Indeed, averaging only 7.4 points for the season, he topped that Saturday in 3-pointers alone, bagging three of four. Averaging 2.2 steals, he made two in the final 2:14 alone.

"He just knows where to be," Moore said. "He's got a nose for the ball."

And House and Jones have a nose for the basket. After scoring 12 points in the first half, Jones finished with a game-high 27. After scoring 10 in the opening frame, House totaled 23.

"They made winning plays," Barnes said.

You can make winning plays and lose. Tennessee painfully learned that truth Saturday, much to the chagrin of the 14,907 Volniacs who poured into Thompson-Boling Arena hoping Rick's Runts could improve to 2-1 within the SEC rather than falling to 1-2 (8-7 overall) heading into Wednesday's game at Georgia.

The tougher question is whether the passion and purpose needed to play this way may wear down the Vols down the stretch, much as it seemed to do last year's team, a similarly depth-challenged group that lost 11 of 15 after a hopeful 12-5 start.

UT leading scorer and point guard Kevin Punter is averaging almost 35 minutes a game.
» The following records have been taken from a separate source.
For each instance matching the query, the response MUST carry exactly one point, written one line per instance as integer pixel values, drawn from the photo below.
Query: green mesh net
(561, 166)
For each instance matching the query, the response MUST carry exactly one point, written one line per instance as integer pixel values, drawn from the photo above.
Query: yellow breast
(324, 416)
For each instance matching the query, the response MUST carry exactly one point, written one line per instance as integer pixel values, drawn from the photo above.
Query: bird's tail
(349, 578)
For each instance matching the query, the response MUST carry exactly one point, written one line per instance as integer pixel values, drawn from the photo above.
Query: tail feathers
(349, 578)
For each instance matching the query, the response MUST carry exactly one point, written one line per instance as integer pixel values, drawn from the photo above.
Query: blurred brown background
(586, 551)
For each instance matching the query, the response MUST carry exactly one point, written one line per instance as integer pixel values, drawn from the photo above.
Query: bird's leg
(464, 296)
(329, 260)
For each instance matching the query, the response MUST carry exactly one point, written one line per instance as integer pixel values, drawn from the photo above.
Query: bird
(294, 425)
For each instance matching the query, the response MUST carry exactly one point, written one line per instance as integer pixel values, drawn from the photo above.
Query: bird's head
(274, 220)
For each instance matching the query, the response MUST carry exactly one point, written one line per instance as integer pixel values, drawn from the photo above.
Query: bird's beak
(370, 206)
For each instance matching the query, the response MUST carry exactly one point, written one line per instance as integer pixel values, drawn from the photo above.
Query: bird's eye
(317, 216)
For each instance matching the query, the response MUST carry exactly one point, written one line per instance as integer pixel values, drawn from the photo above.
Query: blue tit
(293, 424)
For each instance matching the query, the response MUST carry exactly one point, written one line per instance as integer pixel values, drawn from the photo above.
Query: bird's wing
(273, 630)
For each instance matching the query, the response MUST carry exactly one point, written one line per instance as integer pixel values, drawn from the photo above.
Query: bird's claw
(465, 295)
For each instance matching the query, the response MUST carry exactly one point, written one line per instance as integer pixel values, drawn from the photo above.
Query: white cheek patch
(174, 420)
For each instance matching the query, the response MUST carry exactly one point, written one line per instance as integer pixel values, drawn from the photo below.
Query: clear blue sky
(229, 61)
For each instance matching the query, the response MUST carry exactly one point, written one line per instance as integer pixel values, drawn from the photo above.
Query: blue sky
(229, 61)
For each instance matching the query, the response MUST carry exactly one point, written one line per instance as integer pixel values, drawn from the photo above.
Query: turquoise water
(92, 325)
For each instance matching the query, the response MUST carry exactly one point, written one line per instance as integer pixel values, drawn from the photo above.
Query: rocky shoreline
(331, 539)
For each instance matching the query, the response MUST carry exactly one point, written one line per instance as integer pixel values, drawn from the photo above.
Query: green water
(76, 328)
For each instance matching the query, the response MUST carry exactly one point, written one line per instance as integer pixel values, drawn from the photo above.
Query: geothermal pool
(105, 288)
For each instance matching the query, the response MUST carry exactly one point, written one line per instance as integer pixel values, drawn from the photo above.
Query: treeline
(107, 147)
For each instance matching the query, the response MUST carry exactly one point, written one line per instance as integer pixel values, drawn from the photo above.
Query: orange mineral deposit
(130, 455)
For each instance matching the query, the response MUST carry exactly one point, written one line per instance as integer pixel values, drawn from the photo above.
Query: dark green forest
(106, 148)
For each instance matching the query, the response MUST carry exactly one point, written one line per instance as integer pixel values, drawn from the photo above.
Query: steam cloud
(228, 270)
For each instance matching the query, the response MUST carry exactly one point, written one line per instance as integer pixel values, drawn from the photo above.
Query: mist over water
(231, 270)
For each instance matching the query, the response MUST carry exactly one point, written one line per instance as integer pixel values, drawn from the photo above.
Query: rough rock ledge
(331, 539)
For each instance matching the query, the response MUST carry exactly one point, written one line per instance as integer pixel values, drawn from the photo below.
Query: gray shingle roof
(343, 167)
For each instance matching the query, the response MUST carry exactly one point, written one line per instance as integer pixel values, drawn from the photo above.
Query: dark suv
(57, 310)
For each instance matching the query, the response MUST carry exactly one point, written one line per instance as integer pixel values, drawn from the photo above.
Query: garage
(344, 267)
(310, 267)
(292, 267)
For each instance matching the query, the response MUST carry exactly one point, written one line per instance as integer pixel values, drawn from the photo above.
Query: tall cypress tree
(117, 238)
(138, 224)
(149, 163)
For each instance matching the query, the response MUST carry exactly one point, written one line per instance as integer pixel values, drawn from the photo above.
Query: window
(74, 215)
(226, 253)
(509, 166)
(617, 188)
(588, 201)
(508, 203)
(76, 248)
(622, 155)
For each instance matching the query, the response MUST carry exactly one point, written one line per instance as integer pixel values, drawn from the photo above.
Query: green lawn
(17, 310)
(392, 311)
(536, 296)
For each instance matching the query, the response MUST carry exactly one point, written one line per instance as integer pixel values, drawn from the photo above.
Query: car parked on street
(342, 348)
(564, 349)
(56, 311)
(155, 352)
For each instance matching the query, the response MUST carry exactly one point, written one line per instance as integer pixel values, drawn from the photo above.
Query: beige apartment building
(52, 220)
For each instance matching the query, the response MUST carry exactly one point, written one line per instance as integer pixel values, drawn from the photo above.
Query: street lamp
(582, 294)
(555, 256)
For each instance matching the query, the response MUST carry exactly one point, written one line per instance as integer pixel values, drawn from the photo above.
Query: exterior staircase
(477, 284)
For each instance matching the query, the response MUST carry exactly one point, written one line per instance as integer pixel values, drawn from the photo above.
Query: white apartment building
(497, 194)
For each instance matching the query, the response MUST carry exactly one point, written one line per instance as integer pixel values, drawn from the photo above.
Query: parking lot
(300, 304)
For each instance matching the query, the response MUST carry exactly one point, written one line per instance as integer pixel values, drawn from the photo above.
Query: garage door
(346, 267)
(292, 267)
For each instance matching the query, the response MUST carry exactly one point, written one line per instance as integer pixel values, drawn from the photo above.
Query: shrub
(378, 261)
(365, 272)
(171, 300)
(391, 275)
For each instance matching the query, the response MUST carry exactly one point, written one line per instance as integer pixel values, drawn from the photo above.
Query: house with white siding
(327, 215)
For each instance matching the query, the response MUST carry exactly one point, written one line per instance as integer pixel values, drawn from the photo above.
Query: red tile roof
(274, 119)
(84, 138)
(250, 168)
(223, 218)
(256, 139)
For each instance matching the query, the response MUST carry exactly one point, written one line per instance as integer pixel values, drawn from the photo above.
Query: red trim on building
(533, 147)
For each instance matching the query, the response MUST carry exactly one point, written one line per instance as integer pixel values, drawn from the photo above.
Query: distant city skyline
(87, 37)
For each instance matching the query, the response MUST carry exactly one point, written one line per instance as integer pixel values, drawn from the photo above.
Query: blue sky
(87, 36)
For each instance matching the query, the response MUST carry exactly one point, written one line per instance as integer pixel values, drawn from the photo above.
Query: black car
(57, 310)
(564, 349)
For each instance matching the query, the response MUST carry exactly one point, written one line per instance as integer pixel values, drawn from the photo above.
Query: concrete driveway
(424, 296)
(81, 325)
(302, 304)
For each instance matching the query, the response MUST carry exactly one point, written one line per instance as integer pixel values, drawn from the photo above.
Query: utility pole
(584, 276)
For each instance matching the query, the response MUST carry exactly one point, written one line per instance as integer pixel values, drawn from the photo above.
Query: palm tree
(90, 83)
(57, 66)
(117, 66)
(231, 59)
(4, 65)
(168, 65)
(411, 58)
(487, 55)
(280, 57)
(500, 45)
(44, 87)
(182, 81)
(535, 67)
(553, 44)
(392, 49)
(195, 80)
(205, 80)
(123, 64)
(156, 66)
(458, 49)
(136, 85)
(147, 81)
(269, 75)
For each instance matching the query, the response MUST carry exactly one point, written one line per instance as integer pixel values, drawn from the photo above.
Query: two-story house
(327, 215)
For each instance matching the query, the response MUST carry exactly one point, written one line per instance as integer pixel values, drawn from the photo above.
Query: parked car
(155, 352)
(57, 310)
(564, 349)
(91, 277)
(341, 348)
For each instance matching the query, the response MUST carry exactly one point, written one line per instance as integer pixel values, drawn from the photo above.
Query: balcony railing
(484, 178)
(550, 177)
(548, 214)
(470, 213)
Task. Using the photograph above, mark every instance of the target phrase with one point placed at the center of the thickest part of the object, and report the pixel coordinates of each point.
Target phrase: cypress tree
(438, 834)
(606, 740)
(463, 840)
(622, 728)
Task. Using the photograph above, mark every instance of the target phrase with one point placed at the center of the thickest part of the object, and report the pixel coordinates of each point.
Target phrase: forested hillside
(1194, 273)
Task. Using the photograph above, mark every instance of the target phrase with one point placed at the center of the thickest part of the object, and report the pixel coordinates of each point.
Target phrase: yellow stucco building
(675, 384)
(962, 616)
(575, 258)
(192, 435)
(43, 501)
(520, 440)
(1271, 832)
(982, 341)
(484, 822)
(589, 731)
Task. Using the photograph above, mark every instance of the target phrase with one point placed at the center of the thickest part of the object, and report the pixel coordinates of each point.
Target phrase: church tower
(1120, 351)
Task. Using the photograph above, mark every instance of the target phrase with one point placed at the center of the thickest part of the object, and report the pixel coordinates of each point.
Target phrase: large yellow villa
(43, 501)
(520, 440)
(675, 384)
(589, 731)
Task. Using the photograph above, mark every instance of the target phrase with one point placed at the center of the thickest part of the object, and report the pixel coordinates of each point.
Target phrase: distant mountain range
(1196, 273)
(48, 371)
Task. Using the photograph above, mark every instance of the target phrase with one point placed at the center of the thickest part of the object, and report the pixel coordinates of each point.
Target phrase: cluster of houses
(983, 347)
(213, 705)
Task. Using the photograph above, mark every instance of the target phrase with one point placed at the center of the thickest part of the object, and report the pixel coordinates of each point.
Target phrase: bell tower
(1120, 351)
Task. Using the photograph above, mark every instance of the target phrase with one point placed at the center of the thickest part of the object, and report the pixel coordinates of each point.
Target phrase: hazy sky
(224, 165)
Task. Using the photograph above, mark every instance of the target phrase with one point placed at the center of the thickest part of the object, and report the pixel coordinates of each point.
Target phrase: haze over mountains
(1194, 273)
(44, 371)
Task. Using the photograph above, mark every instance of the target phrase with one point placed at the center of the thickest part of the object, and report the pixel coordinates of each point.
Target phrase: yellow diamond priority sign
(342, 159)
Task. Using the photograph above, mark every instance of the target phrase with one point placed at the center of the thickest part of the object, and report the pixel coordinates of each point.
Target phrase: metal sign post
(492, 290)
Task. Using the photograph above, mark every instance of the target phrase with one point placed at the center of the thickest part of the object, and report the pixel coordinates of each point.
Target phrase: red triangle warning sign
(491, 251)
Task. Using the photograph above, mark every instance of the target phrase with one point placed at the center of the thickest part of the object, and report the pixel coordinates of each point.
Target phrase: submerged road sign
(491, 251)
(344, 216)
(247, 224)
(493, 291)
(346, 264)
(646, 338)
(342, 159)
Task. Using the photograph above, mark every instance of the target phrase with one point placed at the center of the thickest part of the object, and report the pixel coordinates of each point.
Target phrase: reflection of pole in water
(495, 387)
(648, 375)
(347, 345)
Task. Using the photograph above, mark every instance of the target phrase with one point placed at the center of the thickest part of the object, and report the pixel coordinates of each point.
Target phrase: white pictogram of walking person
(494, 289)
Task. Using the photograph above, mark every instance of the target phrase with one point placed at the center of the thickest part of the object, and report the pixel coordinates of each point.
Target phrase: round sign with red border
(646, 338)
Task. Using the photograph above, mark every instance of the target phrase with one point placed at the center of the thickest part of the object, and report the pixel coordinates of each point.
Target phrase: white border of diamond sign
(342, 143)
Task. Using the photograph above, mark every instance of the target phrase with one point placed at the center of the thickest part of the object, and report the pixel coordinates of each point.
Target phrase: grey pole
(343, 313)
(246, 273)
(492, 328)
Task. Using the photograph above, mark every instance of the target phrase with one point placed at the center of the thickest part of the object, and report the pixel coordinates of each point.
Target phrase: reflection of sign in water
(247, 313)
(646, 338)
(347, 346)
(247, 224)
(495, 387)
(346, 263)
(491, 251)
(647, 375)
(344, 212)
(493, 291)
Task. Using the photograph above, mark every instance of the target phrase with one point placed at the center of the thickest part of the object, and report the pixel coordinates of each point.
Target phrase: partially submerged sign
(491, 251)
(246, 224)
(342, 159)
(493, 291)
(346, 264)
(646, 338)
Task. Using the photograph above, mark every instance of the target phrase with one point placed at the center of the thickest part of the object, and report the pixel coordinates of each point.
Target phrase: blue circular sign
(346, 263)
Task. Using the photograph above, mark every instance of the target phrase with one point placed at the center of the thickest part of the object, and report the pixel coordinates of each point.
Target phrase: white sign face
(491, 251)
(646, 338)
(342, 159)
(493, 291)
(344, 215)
Moore's on the north side of 32. Robert Hubbs III and Devon Baulkman are just south of 30 minutes a night.

Said Moore: "It definitely can get tiring on your body."

On the other hand, against an experienced Aggies team loaded with veteran talent, a team ranked No. 21 in the Associated Press poll, the Vols played well enough to win, watching a late 3-pointer by Detrick Mostella rim out that would have given them the lead with less than 10 seconds to play.

"Detrick Mostella had a wide-open shot that we'd love to have every single time," Barnes said of his reserve guard's lone missed 3 of the game. "It just didn't go down."